After seeing the bluing jobs done by others I decided to follow suite. Picked up some birchwood casey's and went for it. To my disappointment it came out like this.



Anybody have a clue what's going on here? Another brand of bluing I should try? Does the bluing process require the carbon to do its thing?
I can always get some bluing remover and take it back to how it was but I thought the blued blade looked pretty cool. Reminiscent of vintage/antique bayonets and such.
Any insight is appreciated.
 
What steel is the knife made from? Cold bluing often takes up to 5 coats to make a high carbon steel look nice...but it has to be carbon steel and nothing stainless.

Also, did you warm the blade with a heat gun before adding the liquid?
 
The short of it is INFI which has a satin finish or other bare steel finish that's been cleaned of the decarburization from heat treat is highly rust and bluing resistant. You would need do to hot tank bluing, maybe even using a setup for bluing stainless steel to get a good finish.
 
you may need to take the polish of a the blade off, i blue knives alot and a polished blade makes the bluing hard to stick to, maybe some steel wool or high grit sand paper to rough it up a bit
 
Cold gun bluing is for touching up worn areas on guns. Regardless of what it says on the bottle, it is not designed for coloring entire objects.
Cold blue offers no rust protection, it wears right off, it stinks, and it looks like crap.
Now, someone will tell me they have figured out the "secrets" to making cold blue look good/last/etc. I will say they are deluding themselves. We experimented with cold blues 40 years ago and went through all the same "discoveries." You may think you cold blue job looks great, but anyone with any experience can spot it from across the room.
Leave the cold blue alone and stop screwing up your knives.
 
20150518_225031_zpsmek3q11k.jpg


my bk2 after i blued it, i stripped it with paint stripper, cleaned it with alcohol, sanding it a little and heated the blade with my heat gun then applied 5 layers to each side of the blade, it turned out well

FYI i used birchwood casey perma blue
 
Cold gun bluing is for touching up worn areas on guns. Regardless of what it says on the bottle, it is not designed for coloring entire objects.
Cold blue offers no rust protection, it wears right off, it stinks, and it looks like crap.
Now, someone will tell me they have figured out the "secrets" to making cold blue look good/last/etc. I will say they are deluding themselves. We experimented with cold blues 40 years ago and went through all the same "discoveries." You may think you cold blue job looks great, but anyone with any experience can spot it from across the room.
Leave the cold blue alone and stop screwing up your knives.

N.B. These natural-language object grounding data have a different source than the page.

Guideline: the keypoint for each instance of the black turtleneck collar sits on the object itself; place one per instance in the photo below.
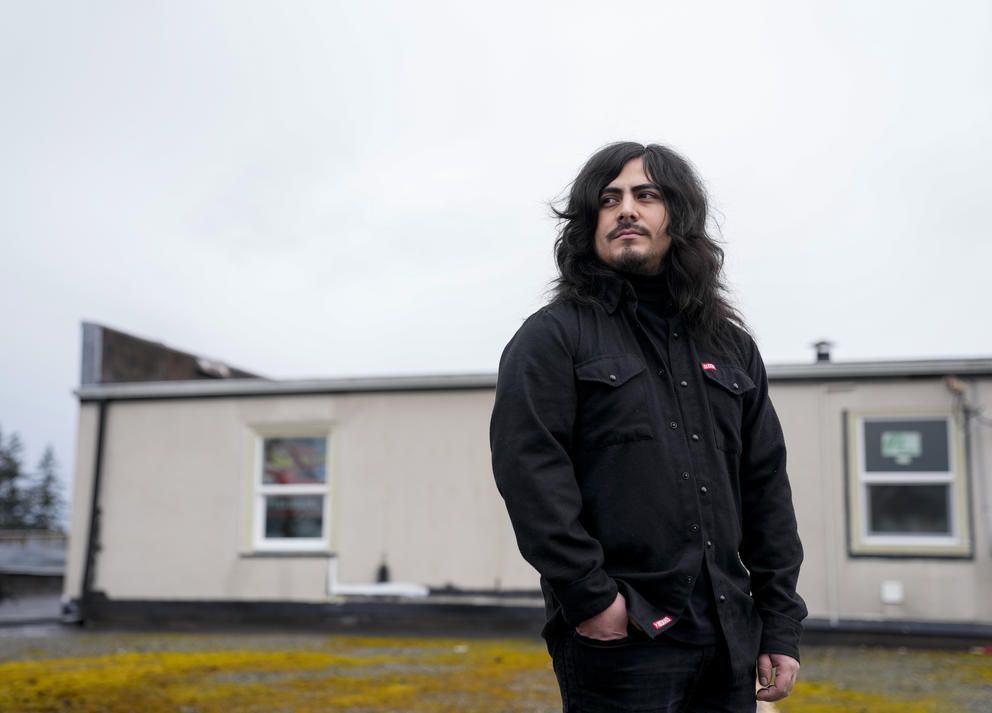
(649, 290)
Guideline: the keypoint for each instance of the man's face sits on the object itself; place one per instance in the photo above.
(632, 232)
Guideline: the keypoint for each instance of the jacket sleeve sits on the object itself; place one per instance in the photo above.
(770, 547)
(530, 435)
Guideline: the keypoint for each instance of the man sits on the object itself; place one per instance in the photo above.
(641, 461)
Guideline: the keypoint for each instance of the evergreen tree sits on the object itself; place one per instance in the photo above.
(45, 497)
(12, 502)
(26, 502)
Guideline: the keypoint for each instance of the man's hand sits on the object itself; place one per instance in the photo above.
(786, 670)
(609, 624)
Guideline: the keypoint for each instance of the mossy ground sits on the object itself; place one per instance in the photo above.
(105, 672)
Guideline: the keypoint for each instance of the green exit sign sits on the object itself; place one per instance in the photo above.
(902, 446)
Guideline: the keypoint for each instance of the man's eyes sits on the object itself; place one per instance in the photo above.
(642, 195)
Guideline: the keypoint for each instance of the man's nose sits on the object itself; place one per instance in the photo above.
(628, 209)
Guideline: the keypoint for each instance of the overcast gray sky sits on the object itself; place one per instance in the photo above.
(331, 188)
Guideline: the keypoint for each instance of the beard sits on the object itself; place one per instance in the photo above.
(633, 262)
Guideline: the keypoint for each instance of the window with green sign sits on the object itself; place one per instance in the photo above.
(906, 491)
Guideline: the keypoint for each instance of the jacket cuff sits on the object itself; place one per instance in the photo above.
(780, 634)
(586, 597)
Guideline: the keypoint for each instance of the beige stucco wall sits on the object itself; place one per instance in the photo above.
(836, 585)
(412, 485)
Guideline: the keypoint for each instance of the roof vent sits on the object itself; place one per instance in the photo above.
(822, 350)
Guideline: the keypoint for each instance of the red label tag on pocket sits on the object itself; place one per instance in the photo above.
(661, 622)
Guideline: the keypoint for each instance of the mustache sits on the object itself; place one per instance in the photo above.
(625, 228)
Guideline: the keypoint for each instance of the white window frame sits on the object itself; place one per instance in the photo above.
(955, 544)
(260, 490)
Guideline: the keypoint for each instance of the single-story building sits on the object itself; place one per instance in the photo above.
(220, 493)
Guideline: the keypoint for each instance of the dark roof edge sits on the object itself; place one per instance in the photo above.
(288, 387)
(461, 382)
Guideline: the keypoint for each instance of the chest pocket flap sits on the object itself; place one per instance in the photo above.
(730, 378)
(610, 370)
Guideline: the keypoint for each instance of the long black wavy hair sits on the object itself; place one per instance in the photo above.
(693, 265)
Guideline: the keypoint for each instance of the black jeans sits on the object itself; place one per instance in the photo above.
(647, 675)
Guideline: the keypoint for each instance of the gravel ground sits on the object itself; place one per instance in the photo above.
(833, 679)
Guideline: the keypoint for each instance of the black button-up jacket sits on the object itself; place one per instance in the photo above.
(620, 473)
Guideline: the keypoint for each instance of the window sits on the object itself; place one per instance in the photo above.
(906, 489)
(292, 492)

Right on. Yeah this is totally just an experiment for me. There's not a lot of info out there on whether or not it works/how long it will last, etc. appreciate the input.
 
Beauty is, of course, in the eye of the beholder.
People who have seriously been around knives for a while chuckle at things like this.
Please don't misunderstand-I'm all for modding and customizing knives. It's just that I'm trying to give you the benefit of my experience.
Some people listen. Others have to pee on the electric fence to find out for themselves.